El otoño, de marzo a mayo, a menudo ofrece los períodos más estables y un aire claro y frío; el invierno trae nieve baja sobre las cumbres y una belleza austera, con la menor cantidad de gente de todas. Cuando sea que vengas, lleva un impermeable de verdad y acepta que quizá no veas la cima de Mitre Peak. Un fiordo entre las nubes, con sus cascadas en plena crecida, no es un premio de consuelo.

Notas de viaje

Respuestas rápidas

¿Vale la pena visitar Milford Sound si está lloviendo?

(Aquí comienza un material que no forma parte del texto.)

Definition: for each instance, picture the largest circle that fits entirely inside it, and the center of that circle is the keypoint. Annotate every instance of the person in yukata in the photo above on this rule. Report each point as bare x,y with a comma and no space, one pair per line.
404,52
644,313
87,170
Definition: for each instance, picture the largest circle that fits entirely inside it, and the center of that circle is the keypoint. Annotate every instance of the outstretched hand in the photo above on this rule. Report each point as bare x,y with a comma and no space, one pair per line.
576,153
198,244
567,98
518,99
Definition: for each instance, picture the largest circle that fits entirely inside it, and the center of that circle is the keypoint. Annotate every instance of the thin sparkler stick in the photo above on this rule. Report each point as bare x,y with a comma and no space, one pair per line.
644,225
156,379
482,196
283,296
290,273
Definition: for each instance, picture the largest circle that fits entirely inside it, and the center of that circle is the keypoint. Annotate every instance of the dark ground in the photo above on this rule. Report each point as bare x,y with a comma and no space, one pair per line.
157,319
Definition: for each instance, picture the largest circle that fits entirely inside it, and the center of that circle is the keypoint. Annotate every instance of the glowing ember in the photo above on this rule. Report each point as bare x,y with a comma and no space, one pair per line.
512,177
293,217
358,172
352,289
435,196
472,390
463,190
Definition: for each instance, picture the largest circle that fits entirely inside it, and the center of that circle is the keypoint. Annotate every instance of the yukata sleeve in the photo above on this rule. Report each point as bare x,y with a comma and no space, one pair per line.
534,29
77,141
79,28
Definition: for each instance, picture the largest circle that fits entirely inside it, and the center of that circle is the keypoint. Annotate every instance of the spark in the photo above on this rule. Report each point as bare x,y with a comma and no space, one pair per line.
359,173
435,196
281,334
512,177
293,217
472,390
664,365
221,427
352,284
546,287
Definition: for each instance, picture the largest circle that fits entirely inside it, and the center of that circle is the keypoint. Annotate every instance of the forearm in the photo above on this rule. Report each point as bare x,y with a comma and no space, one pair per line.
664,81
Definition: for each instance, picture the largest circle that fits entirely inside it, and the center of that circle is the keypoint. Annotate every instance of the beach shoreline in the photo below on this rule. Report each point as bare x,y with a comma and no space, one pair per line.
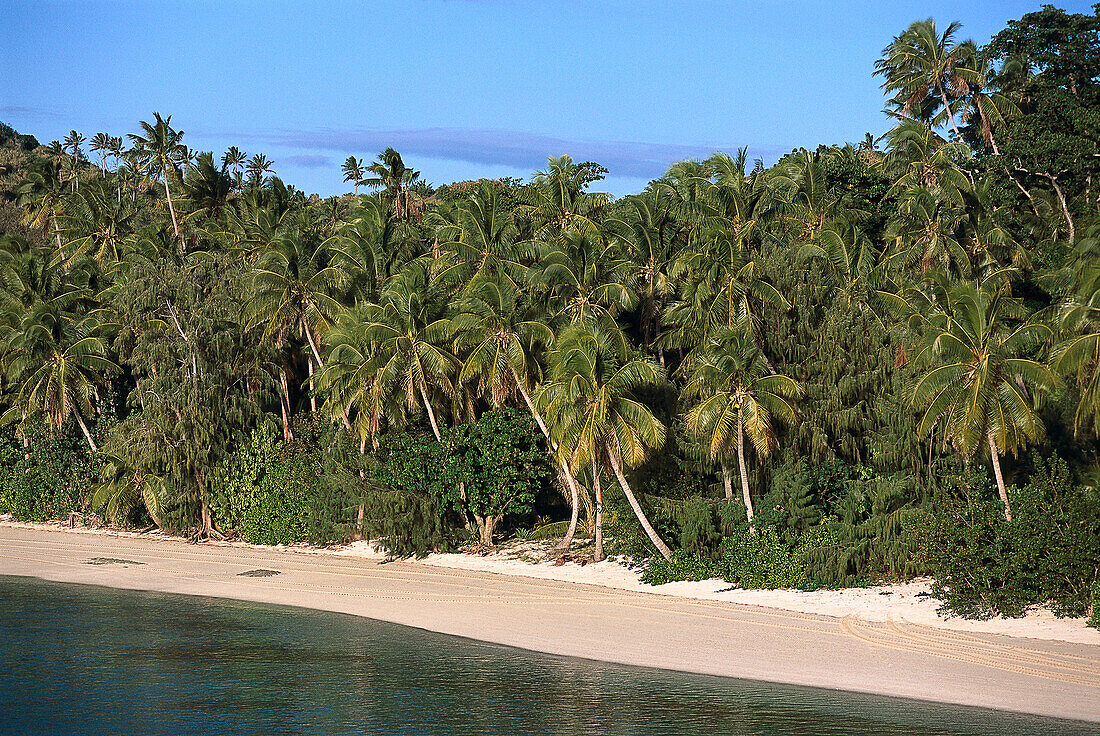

Sí; muchos guías te dirán que la lluvia es el mejor momento para venir. La lluvia intensa activa cientos de cascadas efímeras que se desvanecen pocas horas después de que el cielo se despeja, y la nube baja que envuelve los acantilados le da al fiordo su carácter más atmosférico. Un día azul y luminoso es hermoso, pero comparativamente silencioso en los acantilados. Lleva impermeables completos y déjate llevar.

¿Cuál es la diferencia entre Milford Sound y Doubtful Sound?

Ambos son fiordos tallados por glaciares, a pesar del nombre inglés «sound», que significa ensenada. Milford es más corto, más espectacular y mucho más fácil de alcanzar por carretera, lo que lo hace más concurrido. Doubtful es más grande, más largo y se llega a él solo mediante un cruce de lago y un paso de montaña, así que recibe una fracción de los visitantes y ofrece una soledad más honda. Muchos viajeros con tiempo para ambos encuentran que Doubtful es el más conmovedor.

¿Debo preocuparme por las jejenes en Fiordland?

Las jejenes son un rasgo real de Fiordland, sobre todo cerca del agua y con clima cálido y en calma. Son una molestia más que un peligro, pero son persistentes. El repelente de insectos, las mangas largas y los tobillos cubiertos marcan una diferencia notable, y resultan mucho menos problemáticas sobre el agua que en tierra.